Bailey Campbell, 10, of Cornelius blindfolds Samantha Eubanks, 8, of Lincolnton during an exercise where students try to guess their partners’ pose and imitate it without the aid of sight during the Lincoln Theatre Guild’s 2012 drama camp, being held this week in Denver.

Lincoln Theatre Guild’s Drama Camp teaches students about acting, stagecraft

AMANDA SEBASTIANO
Staff Writer

Hippie headbands, peace signs and cereal box jukeboxes are among the props local students are crafting during Lincoln Theatre Guild’s drama camp this week.
The group split the camp into two one-week sections — one to serve the western parts of the county, held at Lincoln Charter School in Lincolnton last week, and the other is at Holy Spirit Catholic Church in Denver this week for eastern county children.
This marks 20 years for the camp, with a Music Through the Decades theme this year.
Rising second- through 12th-grade students are learning about different decades from 9 a.m. to 4 p.m. weekdays, starting with the 1950s. Participating children will learn about acting, but also about designing and constructing a set to produce a play in a week.
Tuesday they focused on the 1960s.
“They are going through the whole process of drama,” Camp Director Rachel Masters told the Times-News. “It’s sort of like an iTunes shuffle with a ‘Glee’ theme.”
Masters is also a fifth-grade teacher at Pumpkin Center Intermediate School, where she heads the drama club. Showing students that music can have a message, while teaching them about events that correspond with each time period is her goal, she said.
The young actors are learning about improv, too, working without a script, 9-year-old Chelsea Stegal explained.
Each student is assigned a decade to work on, with a corresponding song that represents that time.

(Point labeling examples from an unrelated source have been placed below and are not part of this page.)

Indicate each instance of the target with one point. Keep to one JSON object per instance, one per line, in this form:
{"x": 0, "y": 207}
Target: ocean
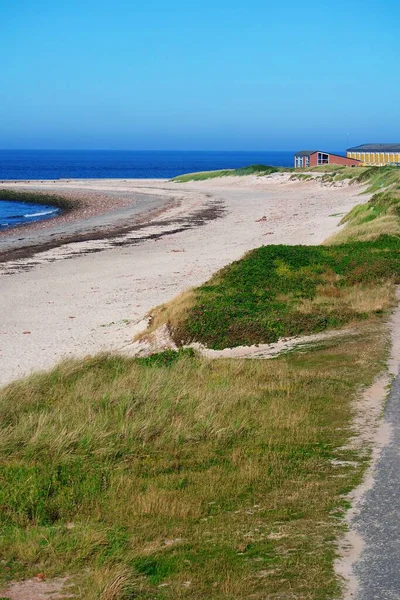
{"x": 77, "y": 164}
{"x": 93, "y": 164}
{"x": 13, "y": 213}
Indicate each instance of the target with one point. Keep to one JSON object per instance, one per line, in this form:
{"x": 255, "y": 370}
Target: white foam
{"x": 40, "y": 214}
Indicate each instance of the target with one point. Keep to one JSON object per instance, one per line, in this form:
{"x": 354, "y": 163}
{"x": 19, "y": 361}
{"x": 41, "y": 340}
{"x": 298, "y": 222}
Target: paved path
{"x": 378, "y": 568}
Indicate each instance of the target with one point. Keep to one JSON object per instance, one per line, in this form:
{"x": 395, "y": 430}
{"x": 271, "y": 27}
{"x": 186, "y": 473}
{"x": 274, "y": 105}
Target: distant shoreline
{"x": 84, "y": 215}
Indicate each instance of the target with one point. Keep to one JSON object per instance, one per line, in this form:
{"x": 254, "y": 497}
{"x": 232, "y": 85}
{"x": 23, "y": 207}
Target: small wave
{"x": 40, "y": 214}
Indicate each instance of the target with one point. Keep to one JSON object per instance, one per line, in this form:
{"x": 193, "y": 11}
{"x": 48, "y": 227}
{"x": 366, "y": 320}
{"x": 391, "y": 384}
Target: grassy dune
{"x": 280, "y": 291}
{"x": 178, "y": 477}
{"x": 173, "y": 476}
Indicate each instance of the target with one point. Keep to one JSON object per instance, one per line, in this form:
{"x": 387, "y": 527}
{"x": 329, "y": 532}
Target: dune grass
{"x": 178, "y": 477}
{"x": 250, "y": 170}
{"x": 263, "y": 296}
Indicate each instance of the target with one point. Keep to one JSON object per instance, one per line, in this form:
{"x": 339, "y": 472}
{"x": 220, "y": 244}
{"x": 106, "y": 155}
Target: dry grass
{"x": 366, "y": 232}
{"x": 201, "y": 479}
{"x": 171, "y": 313}
{"x": 359, "y": 299}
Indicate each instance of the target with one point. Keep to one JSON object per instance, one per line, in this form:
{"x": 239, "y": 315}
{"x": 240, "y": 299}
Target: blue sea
{"x": 13, "y": 213}
{"x": 93, "y": 164}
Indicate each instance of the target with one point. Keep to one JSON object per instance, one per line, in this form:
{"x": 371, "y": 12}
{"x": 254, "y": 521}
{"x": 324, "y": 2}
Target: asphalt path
{"x": 378, "y": 523}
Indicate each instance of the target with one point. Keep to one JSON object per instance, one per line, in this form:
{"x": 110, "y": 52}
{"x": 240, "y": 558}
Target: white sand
{"x": 60, "y": 308}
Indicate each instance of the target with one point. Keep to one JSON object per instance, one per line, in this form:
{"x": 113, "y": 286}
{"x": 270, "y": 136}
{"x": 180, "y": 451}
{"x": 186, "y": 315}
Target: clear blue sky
{"x": 212, "y": 74}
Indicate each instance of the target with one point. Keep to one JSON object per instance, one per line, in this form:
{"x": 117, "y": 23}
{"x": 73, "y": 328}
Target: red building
{"x": 315, "y": 158}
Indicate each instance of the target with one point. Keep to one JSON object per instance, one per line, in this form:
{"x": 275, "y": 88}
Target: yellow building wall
{"x": 375, "y": 158}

The campers pick from a list of songs that Masters put together for each time period, and draw and paint a scene that correlates with their chosen tune.
Hannah Miller, 11, was in the early stages of planning and thinking about how her “Men in Black” backdrop for the 1990s era would look, while working on the day’s skits with her group.
This week’s work is going toward the performance for the campers’ parents at 7 p.m., Friday, at the Cultural Center in Lincolnton.

Foster Williamsson, 10, of Lincolnton pretends to be an action figure while Meggan Collins, 10, of Denver poses him.